My question is related to weak signature vulnerability testing where a hypothetical attacker does not know the values of the nonce or private key itself, but can determine that the nonce 'k1' is increased by private key 'd' to create k2, such that: k2 = k1+d.
I have searched the stack exchanges and various articles and research papers and have not found a workable solution to this problem. My own linear algebra is not as strong as I would like it (it's been a number of years), and my attempts have not been successful. I have used the k2 = k1+1 equations but they do not specifically produce the necessary solution of k2-k1 = d. Other solutions for solving for k did not work, either.
Is there a way to find the difference of k2-k1 = d, where k1, k2, and d are unknown, where k2 = k1+d, but all other values (r, s, z) are known?
(I have provided the values of d, k1, and k2 for verification of possible solutions, but for the purposes of the question, assume an attacker does not know the values but can spot a relationship).

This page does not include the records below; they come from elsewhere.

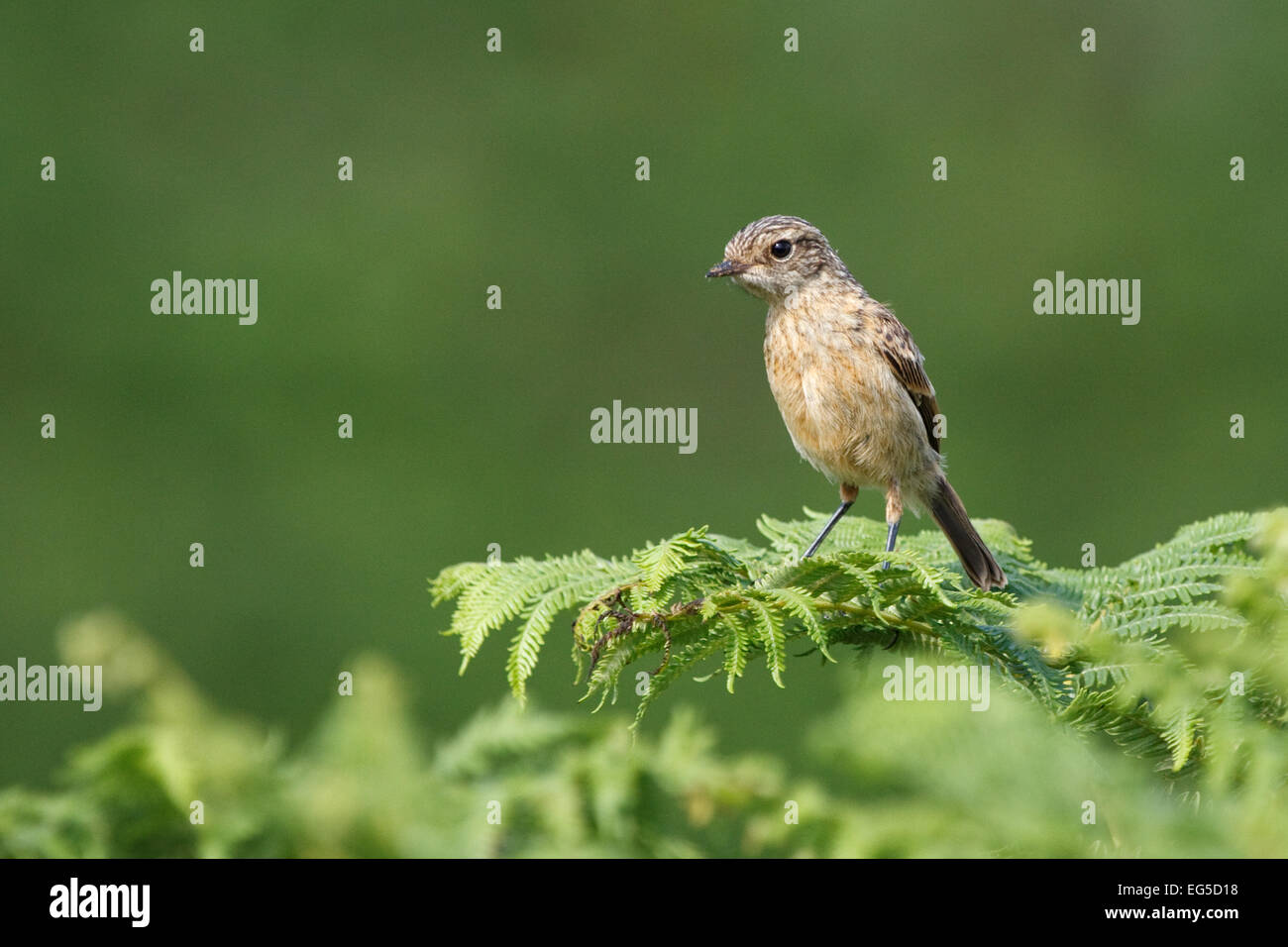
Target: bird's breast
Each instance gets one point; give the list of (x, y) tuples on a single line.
[(842, 406)]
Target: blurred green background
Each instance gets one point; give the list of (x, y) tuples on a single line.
[(518, 169)]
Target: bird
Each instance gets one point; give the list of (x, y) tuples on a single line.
[(850, 382)]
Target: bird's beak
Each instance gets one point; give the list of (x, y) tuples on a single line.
[(726, 268)]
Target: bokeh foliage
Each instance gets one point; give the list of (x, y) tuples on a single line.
[(903, 779)]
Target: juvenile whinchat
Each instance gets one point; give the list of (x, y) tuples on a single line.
[(850, 382)]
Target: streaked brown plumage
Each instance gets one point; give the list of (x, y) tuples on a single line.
[(850, 382)]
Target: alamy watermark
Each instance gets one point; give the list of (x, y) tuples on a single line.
[(81, 684), (936, 684), (1074, 296), (649, 425), (206, 298)]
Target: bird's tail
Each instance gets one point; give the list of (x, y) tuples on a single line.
[(979, 564)]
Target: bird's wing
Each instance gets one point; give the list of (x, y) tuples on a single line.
[(896, 343)]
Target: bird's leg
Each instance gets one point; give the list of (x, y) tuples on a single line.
[(894, 514), (848, 496)]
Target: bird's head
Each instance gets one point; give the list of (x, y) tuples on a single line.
[(778, 257)]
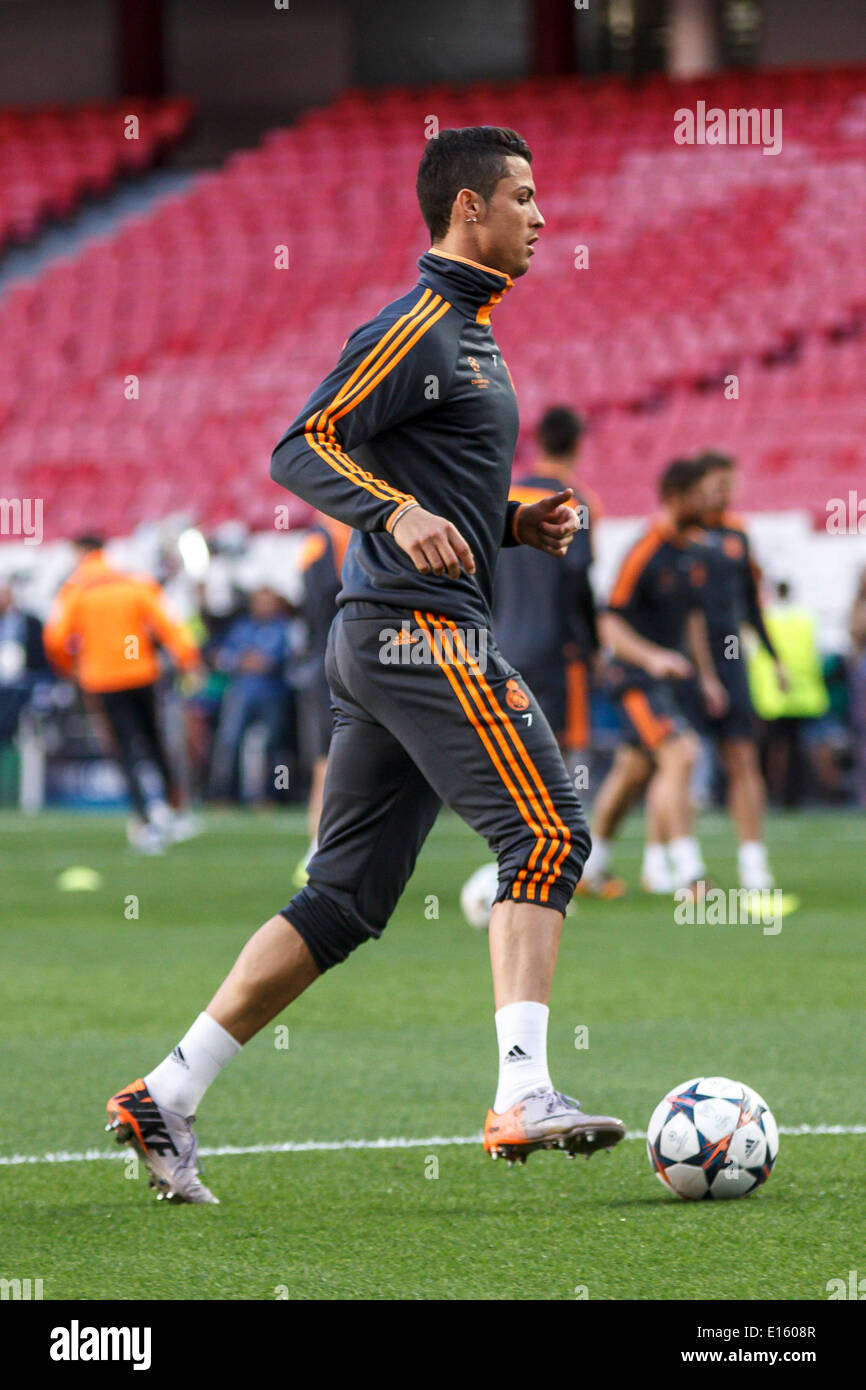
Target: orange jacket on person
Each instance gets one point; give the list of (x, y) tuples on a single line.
[(104, 626)]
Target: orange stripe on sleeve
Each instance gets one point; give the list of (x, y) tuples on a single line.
[(484, 726)]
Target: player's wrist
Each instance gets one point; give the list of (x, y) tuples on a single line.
[(399, 513)]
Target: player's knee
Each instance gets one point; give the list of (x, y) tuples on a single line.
[(331, 923)]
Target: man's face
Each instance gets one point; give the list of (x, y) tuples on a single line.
[(717, 488), (687, 508), (264, 605), (510, 221)]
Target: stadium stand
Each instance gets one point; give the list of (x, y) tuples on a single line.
[(748, 267), (52, 157)]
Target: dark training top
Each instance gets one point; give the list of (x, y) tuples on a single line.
[(420, 407), (659, 581), (544, 603), (730, 594)]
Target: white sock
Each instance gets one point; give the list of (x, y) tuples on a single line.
[(655, 872), (181, 1080), (754, 866), (598, 859), (521, 1030), (687, 861)]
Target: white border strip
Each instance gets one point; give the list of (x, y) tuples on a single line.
[(312, 1146)]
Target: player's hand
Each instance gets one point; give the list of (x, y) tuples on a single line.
[(433, 544), (548, 524), (715, 697), (669, 666)]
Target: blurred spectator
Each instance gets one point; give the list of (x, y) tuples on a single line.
[(858, 690), (829, 738), (22, 660), (253, 653), (784, 712), (103, 633)]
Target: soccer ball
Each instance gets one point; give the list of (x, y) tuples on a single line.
[(477, 895), (712, 1137)]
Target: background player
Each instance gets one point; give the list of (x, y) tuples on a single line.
[(102, 633), (321, 560), (544, 615), (654, 615)]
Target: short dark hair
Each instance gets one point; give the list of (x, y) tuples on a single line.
[(470, 157), (559, 431), (680, 476), (713, 462)]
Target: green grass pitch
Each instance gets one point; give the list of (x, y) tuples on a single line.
[(399, 1043)]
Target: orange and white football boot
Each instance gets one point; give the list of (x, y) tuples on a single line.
[(548, 1119), (163, 1140)]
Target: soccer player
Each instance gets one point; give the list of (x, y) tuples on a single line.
[(731, 599), (544, 615), (654, 615), (410, 439), (102, 633)]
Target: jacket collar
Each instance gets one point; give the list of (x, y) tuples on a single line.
[(471, 288)]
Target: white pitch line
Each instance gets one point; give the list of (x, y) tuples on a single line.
[(314, 1146)]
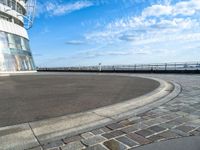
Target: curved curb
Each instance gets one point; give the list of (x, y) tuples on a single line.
[(40, 132)]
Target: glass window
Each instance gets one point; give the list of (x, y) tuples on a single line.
[(3, 41)]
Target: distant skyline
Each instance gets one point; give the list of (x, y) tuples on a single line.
[(86, 32)]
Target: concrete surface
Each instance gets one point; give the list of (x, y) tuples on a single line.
[(66, 126), (30, 98), (166, 124), (186, 143)]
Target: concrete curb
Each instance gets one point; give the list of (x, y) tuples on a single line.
[(40, 132)]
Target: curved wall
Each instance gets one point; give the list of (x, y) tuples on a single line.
[(15, 54)]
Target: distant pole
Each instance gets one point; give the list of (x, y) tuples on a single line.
[(100, 67)]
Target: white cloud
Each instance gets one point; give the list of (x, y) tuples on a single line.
[(185, 8), (55, 8), (157, 10)]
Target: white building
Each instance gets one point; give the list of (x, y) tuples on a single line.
[(15, 54)]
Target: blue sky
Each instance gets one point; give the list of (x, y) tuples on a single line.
[(86, 32)]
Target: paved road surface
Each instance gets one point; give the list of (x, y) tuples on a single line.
[(34, 97), (174, 125)]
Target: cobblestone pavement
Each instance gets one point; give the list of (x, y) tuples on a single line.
[(177, 118)]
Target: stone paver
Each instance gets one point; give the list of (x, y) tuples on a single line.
[(93, 140), (177, 118), (114, 145), (96, 147), (127, 141), (73, 146)]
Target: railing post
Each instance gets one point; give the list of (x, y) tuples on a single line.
[(165, 66), (175, 66)]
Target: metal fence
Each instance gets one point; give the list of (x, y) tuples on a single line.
[(192, 66)]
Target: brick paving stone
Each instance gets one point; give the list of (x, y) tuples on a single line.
[(73, 146), (125, 122), (145, 132), (127, 141), (155, 138), (87, 135), (173, 123), (138, 138), (93, 140), (72, 139), (96, 147), (156, 128), (169, 135), (185, 128), (114, 126), (140, 125), (129, 129), (179, 132), (97, 131), (134, 119), (55, 148), (182, 119), (150, 122), (54, 144), (166, 125), (113, 134), (195, 133), (170, 116), (36, 148), (105, 129), (114, 145)]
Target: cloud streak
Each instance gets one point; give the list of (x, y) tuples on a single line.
[(56, 8)]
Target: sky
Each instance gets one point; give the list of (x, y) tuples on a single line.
[(113, 32)]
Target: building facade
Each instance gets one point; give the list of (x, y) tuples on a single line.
[(15, 53)]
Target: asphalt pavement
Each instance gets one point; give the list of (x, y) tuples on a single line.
[(27, 98)]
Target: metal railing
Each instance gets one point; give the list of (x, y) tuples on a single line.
[(190, 66)]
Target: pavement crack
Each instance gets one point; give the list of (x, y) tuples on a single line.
[(35, 136)]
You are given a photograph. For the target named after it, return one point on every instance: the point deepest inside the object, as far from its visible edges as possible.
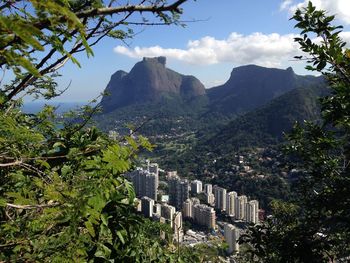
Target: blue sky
(228, 33)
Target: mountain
(149, 81)
(252, 86)
(265, 125)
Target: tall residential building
(178, 191)
(204, 215)
(230, 203)
(240, 204)
(220, 198)
(171, 174)
(177, 227)
(231, 237)
(157, 208)
(147, 206)
(252, 212)
(208, 188)
(187, 207)
(209, 199)
(153, 168)
(145, 183)
(168, 212)
(196, 187)
(138, 204)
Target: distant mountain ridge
(149, 81)
(252, 86)
(255, 105)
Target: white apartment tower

N: Finite field of the secp256k1
d: Private key
B(x,y): Public key coordinates
k: Private key of ECDSA nonce
R(x,y): Public key coordinates of nonce
r: R.x integer
s: signature integer
z: Hash value of message
Basic signature equations:
d= (k * s - z) * r^-1 mod N
k= (d * r + z) * s^-1 mod N - or- (d * a + b) mod N
s= (d * r + z) * k^-1 mod N
r= (k * s - z) * d^-1 mod N
z= (k * s) - (d * r) mod N
a= r * s^-1 mod N
b= z * s^-1 mod N
Is there a way to solve this to obtain the value k2-k1=d (k1+d-k1=d) given the equations above, or to solve either k1 or k2, or would the k generation scheme be relatively secure from attack?